The number pi (π) is the ratio of the circumference (perimeter, hence pi) to the diameter of any circle. See the book by Peter Beckmann, A History of Pi, St. Martin’s Press, 1971.

“We usually compare unbiased estimators in terms of their variances. If θ̂₁ and θ̂₂ are both unbiased estimators of a parameter φ and the variance of θ̂₁ is less than that of θ̂₂, we say that θ̂₁ is relatively more efficient.
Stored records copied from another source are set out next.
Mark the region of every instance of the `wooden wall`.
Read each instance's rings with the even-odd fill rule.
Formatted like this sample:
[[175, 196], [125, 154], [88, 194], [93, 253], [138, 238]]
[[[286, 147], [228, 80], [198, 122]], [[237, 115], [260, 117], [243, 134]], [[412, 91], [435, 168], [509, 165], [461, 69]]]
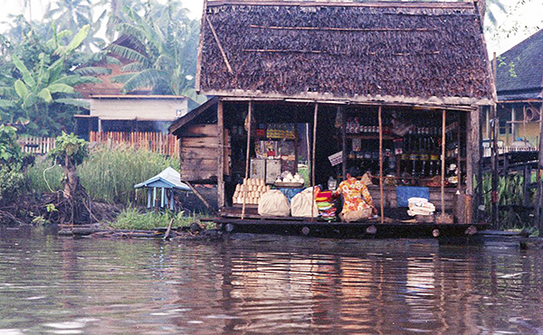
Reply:
[[[177, 110], [181, 115], [176, 114]], [[183, 99], [90, 99], [90, 116], [101, 119], [174, 121], [186, 114], [188, 103]]]
[[217, 125], [187, 126], [180, 135], [181, 180], [216, 180], [218, 158]]

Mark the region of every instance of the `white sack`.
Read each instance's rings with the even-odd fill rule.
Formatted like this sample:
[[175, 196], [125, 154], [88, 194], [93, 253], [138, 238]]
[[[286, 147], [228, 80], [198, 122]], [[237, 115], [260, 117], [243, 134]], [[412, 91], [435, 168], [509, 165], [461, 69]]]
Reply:
[[258, 214], [262, 217], [288, 217], [290, 213], [289, 200], [279, 190], [268, 191], [258, 201]]
[[[313, 214], [311, 215], [311, 207]], [[291, 211], [293, 217], [298, 218], [317, 218], [319, 217], [319, 208], [317, 202], [313, 200], [313, 188], [310, 187], [296, 194], [291, 200]]]

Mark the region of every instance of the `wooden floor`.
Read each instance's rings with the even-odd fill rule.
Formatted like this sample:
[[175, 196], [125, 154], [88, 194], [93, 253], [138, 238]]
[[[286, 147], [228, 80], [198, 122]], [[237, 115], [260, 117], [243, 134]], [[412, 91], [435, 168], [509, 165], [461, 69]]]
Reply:
[[334, 238], [435, 238], [469, 237], [486, 224], [436, 224], [388, 222], [325, 222], [302, 218], [217, 218], [218, 228], [227, 232], [302, 235]]

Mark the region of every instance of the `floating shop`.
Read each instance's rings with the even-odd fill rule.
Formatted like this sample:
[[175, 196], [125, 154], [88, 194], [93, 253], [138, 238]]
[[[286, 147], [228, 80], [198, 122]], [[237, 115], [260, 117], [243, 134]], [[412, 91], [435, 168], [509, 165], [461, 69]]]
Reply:
[[[229, 228], [476, 228], [480, 120], [495, 106], [482, 11], [477, 2], [205, 2], [196, 89], [214, 98], [169, 128], [181, 180], [216, 185], [217, 223]], [[333, 188], [351, 166], [377, 218], [344, 224], [313, 207], [259, 214], [268, 191]], [[435, 214], [410, 217], [411, 197]]]

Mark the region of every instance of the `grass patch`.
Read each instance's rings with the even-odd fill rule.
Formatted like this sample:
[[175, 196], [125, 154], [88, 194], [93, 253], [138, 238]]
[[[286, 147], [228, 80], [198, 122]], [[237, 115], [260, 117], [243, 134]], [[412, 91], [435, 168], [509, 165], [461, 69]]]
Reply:
[[167, 228], [173, 219], [172, 228], [186, 227], [193, 222], [200, 223], [200, 219], [205, 218], [204, 214], [184, 215], [184, 213], [173, 213], [166, 211], [164, 213], [150, 211], [141, 213], [138, 209], [129, 207], [124, 209], [110, 227], [115, 229], [137, 229], [149, 230], [157, 228]]
[[[38, 157], [36, 163], [28, 168], [25, 173], [28, 192], [62, 190], [64, 176], [62, 169], [52, 165], [48, 156]], [[153, 177], [168, 166], [178, 170], [179, 165], [178, 158], [167, 157], [147, 149], [100, 145], [90, 151], [77, 171], [81, 184], [92, 200], [129, 205], [143, 204], [146, 200], [145, 196], [136, 200], [135, 184]], [[51, 190], [47, 187], [43, 173]]]

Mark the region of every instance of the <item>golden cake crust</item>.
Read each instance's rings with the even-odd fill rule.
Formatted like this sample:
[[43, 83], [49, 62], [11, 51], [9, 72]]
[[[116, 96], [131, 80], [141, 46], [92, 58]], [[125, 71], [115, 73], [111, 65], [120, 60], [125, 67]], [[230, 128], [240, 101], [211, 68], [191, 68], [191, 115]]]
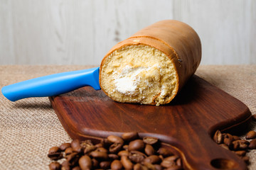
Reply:
[[[178, 86], [174, 89], [175, 94], [165, 102], [168, 103], [195, 73], [200, 64], [201, 59], [200, 38], [191, 27], [178, 21], [161, 21], [146, 27], [130, 38], [115, 45], [107, 53], [100, 65], [100, 86], [102, 79], [102, 67], [105, 64], [106, 58], [118, 49], [125, 46], [139, 45], [148, 45], [160, 50], [171, 60], [174, 65]], [[102, 89], [110, 96], [104, 89], [102, 88]], [[156, 104], [154, 98], [152, 98], [152, 103], [150, 104]]]

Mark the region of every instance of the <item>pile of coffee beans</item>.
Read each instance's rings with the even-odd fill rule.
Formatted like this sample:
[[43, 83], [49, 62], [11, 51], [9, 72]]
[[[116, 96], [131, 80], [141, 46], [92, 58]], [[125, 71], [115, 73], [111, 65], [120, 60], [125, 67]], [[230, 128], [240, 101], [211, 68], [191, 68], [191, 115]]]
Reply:
[[110, 135], [97, 144], [75, 139], [51, 147], [48, 157], [53, 160], [49, 164], [51, 170], [183, 169], [179, 156], [162, 146], [159, 139], [141, 139], [134, 132]]
[[251, 149], [256, 149], [256, 132], [252, 130], [245, 135], [245, 139], [241, 139], [230, 133], [222, 133], [217, 130], [213, 136], [214, 141], [220, 147], [235, 152], [247, 164], [250, 159], [246, 153]]

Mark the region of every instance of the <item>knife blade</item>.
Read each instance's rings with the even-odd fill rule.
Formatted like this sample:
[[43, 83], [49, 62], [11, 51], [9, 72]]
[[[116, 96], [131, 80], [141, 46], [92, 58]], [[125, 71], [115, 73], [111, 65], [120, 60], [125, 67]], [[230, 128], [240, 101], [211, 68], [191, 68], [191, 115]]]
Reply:
[[58, 73], [4, 86], [3, 95], [11, 101], [25, 98], [53, 96], [90, 86], [100, 90], [100, 67]]

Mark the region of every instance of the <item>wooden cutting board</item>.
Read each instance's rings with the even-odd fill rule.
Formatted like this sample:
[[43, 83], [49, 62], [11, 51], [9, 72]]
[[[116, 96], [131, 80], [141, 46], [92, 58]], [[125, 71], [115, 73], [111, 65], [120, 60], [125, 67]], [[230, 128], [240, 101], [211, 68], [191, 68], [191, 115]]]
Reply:
[[212, 137], [217, 130], [242, 129], [251, 113], [197, 76], [166, 106], [120, 103], [92, 87], [49, 98], [72, 138], [98, 140], [137, 131], [142, 137], [159, 137], [178, 152], [186, 169], [247, 169], [241, 159], [219, 147]]

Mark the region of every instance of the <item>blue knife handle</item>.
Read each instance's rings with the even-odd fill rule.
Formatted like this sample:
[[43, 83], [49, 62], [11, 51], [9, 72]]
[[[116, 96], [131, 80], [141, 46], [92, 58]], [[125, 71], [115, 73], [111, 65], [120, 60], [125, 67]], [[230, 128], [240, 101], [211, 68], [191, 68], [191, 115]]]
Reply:
[[1, 92], [11, 101], [30, 97], [46, 97], [65, 94], [82, 86], [100, 90], [100, 67], [41, 76], [4, 86]]

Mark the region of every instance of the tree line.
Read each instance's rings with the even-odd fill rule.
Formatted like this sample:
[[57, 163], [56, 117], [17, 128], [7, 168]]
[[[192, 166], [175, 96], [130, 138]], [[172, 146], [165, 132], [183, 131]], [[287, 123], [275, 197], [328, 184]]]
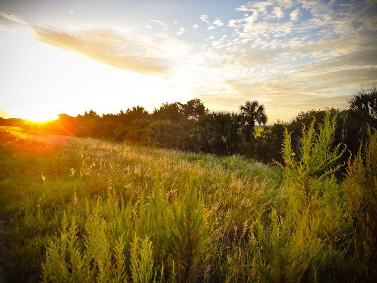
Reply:
[[[334, 144], [341, 143], [347, 152], [357, 152], [360, 142], [365, 141], [368, 127], [377, 128], [376, 86], [368, 90], [361, 87], [350, 97], [345, 109], [303, 111], [289, 122], [277, 121], [270, 126], [265, 126], [264, 106], [256, 101], [246, 101], [234, 113], [210, 112], [198, 99], [184, 104], [164, 103], [152, 113], [137, 106], [102, 116], [92, 110], [76, 117], [61, 114], [58, 120], [43, 124], [0, 118], [0, 125], [219, 155], [239, 154], [269, 163], [281, 159], [285, 128], [291, 133], [292, 146], [300, 158], [303, 127], [309, 127], [314, 119], [318, 127], [328, 112], [331, 117], [337, 115]], [[257, 125], [264, 126], [258, 135]], [[347, 158], [347, 154], [344, 156]]]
In fact, we use the ratio var(θ̂₂) / var(θ̂₁) as a measure of the relative efficiency of θ̂₁with respect to θ̂₂.” John Freund, Mathematical Statistics (2nd edition), Prentice-Hall, pp. 259-260, original italics.

Apropos: “We may define the true value of a physical quantity as the limit to which the mean of N observations tends when N increases indefinitely.” Edmund Whittaker and G. Robinson, The Calculus of Observations (A Treatise on Numerical Mathematics) (4th edition), Blackie & Son, 1944, p. 215 (original italics).

The desirable properties of point estimates (unbiased, minimum variance, consistency) are covered in Arthur Goldberger, Econometric Theory, John Wiley & Sons, 1964, pp. 125−128.

Jack Johnston, Econometrics Methods (3rd edition), 1984, p. 31, shows the efficiency (reliability) of one regression coefficient estimate over its rival estimate: “If we form the ratio var(b) / var(b’) = 0.0125 / 0.0156, we have the efficiency of b’ relative to b so that, by the least-squares criterion, b’ is 80 percent efficient.” (Original italics).

[2] Nassim Taleb, Statistical Consequences of Fat Tails, Stem Academic Press, 2020.